Uma expedição científica liderada pelo Serviço Geológico do Brasil (SGB) está percorrendo o Oceano Atlântico para investigar estruturas no fundo do mar que podem revelar novos dados sobre a formação geológica da região e a ocorrência de minerais estratégicos. A Procordilheira VI terá duração de 29 dias e vai concentrar os trabalhos em três áreas da Cordilheira Mesoatlântica.
A missão integra o projeto Procordilheira – Prospecção de Sulfetos Polimetálicos Maciços na Cordilheira Mesoatlântica e reúne pesquisadores de diferentes áreas do conhecimento. O grupo saiu de Natal (RN) com destino a Fortaleza (CE) e busca identificar fontes hidrotermais marinhas previamente indicadas por levantamentos realizados em expedições anteriores.
Cordilheira Mesoatlântica entra no radar da pesquisa por minerais estratégicos
As fontes hidrotermais são ambientes formados pela circulação de fluidos aquecidos no interior da crosta terrestre. Além de ajudarem os pesquisadores a compreender processos geológicos, essas estruturas podem estar associadas à formação de depósitos minerais no fundo oceânico.

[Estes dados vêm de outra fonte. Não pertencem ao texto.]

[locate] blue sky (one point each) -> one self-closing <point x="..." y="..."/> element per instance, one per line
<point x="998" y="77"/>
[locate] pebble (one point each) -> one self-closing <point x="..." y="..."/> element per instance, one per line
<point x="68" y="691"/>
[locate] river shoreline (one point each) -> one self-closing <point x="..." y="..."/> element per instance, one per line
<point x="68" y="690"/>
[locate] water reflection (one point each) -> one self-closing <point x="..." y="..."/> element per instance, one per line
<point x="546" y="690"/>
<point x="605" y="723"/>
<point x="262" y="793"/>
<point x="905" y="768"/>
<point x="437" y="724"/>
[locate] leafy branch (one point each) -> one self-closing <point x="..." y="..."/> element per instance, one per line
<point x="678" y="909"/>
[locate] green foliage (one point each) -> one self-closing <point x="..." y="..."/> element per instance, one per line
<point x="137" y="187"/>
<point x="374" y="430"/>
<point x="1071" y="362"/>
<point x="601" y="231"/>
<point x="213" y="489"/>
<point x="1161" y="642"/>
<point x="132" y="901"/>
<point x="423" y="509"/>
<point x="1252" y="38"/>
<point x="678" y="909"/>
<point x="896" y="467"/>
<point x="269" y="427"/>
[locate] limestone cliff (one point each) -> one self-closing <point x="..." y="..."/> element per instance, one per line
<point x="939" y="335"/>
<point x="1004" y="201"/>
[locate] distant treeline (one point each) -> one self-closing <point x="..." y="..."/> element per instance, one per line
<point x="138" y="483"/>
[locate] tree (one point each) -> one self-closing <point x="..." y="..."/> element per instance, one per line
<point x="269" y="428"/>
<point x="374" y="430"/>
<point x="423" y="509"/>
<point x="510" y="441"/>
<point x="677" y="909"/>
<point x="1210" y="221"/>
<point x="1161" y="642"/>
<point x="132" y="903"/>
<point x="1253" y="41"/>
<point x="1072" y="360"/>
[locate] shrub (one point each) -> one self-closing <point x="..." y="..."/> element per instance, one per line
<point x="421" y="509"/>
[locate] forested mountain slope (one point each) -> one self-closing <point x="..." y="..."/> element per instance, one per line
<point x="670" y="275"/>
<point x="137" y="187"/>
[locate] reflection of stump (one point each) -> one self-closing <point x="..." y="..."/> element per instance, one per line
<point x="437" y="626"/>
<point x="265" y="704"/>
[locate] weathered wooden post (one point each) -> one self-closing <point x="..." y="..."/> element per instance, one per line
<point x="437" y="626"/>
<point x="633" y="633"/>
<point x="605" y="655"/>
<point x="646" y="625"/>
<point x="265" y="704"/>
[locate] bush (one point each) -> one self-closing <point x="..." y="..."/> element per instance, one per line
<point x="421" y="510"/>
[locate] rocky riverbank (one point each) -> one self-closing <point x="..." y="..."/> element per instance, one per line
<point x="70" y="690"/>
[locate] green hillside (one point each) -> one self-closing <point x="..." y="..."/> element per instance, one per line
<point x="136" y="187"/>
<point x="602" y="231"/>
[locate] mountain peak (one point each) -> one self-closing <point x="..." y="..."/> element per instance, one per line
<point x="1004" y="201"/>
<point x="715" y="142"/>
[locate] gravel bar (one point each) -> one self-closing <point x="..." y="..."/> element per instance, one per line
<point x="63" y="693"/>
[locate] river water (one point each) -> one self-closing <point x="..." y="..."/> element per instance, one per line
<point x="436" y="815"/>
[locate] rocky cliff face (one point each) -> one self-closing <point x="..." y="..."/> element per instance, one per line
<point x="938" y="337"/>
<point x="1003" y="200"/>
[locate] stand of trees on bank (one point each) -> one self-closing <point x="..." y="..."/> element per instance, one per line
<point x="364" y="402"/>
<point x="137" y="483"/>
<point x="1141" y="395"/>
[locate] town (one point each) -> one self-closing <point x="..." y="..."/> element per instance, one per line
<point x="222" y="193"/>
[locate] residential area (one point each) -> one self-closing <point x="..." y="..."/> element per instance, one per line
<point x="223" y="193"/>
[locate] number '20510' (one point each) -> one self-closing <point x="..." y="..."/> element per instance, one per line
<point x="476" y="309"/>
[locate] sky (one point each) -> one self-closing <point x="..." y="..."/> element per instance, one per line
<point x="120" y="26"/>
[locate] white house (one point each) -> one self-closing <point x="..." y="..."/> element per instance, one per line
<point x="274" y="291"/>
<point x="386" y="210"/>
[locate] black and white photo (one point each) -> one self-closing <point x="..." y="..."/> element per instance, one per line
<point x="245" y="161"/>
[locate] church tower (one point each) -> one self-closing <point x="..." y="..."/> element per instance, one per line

Durante os trabalhos, a equipe realizará levantamentos acústicos e oceanográficos, além da coleta de água e de testemunhos de sedimentos. O material será analisado para identificar características químicas dos fluidos, possíveis sedimentos metalíferos e sinais relacionados à atividade hidrotermal.
A pesquisa também terá uma frente voltada à vida microscópica encontrada nesses ambientes extremos. Amostras de água poderão ser utilizadas para identificar bactérias associadas às partículas minerais e investigar a participação desses organismos em processos como a fixação de carbono.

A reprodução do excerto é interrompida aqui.